Durant la guerre, les ports bretons seront sévèrement touchés : les ports et villes de Saint-Malo, Brest, Lorient, Saint-Nazaire seront entièrement détruits. La Résistance d'autre part sera particulièrement active en Bretagne.
Perros, comme toutes les zones stratégiques fut particulièrement surveillée par les allemands qui pouvaient craindre un débarquement dans la baie de Perros ou sur les plages de la région. Tous les 500 mètres environs des blockhaus furent construits ; la Pointe du Château fut creusée de part en part pour défendre l'entrée de la baie et le rivage de la baie était encombré de chevaux de frises afin d'interdire l'accostage de navires. Ces barres de béton étaient encore visibles dans le secteur des arcades jusqu'aux années 1980 où elles furent réunies pour renforcer la pointe du Craon ("l'aiguille" en breton / elle est aussi souvent orthographiée C'hraou) qui protège l'avant port.
Perros participera aussi "par les ondes"radio au Débarquement : le signal codé pour déclencher le soulèvement de la résistance bretonne au moment du Débarquement était "le petit chapeau de Bonaparte" (rocher en forme de chapeau qui domine le côté droit de la plage Saint-Guirec) est-il toujours à Perros-Guirec?". Vous pourrez le voir (mais de loin, il est dans une propriété privée) : il est toujours à Perros-Guirec ...
En 1961, près de Perros, à Pleumeur-Bodou, la première liaison de télévision par satellite est réalisée entre les USA et le Radôme !
En 1967, le pétrolier TORREY CANYON coule près des Îles Scilly au large de la Cornouailles britannique ; la Côte de Granit Rose sera dramatiquement souillée et beaucoup d'oiseaux mourront dans cette catastrophe écologique.
En 1969, Création du Parc Naturel Régional d'Armorique.
En 1978, nouvelle marée noire sur les côtes du Léon et du Trégor avec le naufrage de L'AMOCO CADIZ sur les Roches de Portsall au Nord Finistère.
En 1980, le Tanio coulera à son tour provoquant une nouvelle pollution !

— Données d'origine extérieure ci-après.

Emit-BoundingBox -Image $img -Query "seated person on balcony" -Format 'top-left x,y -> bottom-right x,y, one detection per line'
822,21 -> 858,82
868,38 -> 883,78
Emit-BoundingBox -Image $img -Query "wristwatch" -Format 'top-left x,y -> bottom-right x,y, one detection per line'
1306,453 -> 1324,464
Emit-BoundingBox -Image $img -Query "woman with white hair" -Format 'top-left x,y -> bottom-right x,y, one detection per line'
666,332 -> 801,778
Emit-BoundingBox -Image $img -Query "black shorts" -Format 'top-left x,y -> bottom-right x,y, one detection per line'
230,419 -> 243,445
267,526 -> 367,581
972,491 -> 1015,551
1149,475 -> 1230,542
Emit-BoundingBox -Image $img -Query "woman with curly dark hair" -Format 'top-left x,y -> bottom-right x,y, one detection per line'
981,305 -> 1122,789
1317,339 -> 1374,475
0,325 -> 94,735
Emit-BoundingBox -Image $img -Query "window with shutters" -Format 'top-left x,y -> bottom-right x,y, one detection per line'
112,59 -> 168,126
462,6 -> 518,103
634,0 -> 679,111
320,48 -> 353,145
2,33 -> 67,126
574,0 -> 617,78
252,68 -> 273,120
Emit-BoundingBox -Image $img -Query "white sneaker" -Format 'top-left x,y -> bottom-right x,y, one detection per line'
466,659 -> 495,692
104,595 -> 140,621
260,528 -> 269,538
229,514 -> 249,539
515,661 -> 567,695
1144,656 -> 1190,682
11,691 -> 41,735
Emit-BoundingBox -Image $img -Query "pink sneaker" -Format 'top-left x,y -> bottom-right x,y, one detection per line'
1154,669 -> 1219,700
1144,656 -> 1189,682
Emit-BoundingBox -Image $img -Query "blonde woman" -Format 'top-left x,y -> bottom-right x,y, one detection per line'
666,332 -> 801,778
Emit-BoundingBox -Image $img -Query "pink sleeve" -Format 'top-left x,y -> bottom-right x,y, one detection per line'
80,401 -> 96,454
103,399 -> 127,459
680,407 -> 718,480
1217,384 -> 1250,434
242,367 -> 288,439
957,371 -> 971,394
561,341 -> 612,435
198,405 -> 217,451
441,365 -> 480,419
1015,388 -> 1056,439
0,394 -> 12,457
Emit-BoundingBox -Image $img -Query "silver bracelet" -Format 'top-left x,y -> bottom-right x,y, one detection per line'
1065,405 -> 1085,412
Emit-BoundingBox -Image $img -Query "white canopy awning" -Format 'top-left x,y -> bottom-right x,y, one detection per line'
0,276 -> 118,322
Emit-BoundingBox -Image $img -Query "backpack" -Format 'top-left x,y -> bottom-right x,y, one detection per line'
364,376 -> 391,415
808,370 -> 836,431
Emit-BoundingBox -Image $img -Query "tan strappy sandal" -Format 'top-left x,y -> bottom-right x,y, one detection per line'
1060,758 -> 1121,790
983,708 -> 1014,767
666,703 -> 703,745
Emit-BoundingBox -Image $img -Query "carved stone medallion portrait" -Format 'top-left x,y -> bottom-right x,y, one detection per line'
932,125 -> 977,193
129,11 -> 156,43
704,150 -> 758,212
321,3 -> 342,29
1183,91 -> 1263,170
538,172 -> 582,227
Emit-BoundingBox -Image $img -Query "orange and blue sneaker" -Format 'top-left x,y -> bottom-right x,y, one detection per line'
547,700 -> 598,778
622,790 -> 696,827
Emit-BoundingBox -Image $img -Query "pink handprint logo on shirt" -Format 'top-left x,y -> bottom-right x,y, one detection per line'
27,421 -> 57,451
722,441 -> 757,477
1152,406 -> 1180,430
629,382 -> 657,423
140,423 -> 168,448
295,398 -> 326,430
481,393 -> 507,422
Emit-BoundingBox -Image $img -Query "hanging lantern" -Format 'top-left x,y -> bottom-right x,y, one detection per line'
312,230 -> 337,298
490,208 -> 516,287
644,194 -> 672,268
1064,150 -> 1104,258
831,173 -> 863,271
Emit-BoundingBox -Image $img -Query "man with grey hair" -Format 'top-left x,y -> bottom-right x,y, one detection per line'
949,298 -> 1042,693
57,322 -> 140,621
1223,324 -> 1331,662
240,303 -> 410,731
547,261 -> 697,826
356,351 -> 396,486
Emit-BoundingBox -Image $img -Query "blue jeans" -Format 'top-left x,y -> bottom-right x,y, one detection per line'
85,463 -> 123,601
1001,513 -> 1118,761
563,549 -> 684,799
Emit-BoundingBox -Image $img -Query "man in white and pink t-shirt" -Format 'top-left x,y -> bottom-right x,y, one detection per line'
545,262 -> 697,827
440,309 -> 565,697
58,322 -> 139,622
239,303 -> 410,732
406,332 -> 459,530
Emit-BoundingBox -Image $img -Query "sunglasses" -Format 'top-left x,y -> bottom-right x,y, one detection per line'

1990 : les Côtes-du-Nord changent de nom après une longue polémique et de nombreuses démarches et deviennent les Côtes d'Armor.
Nota : on lira avec intérêt concernant la préhistoire et l'histoire de Perros l'ouvrage de Claude BERGER et Françoise RACINE "DU CÔTÉ DE PERROS" La Tilv éditeur, collection Recherches & Documents.
A lire également les ouvrages de Pierre Delestre : PERROS-GUIREC 1900 et D'UN MONDE A L'AUTRE.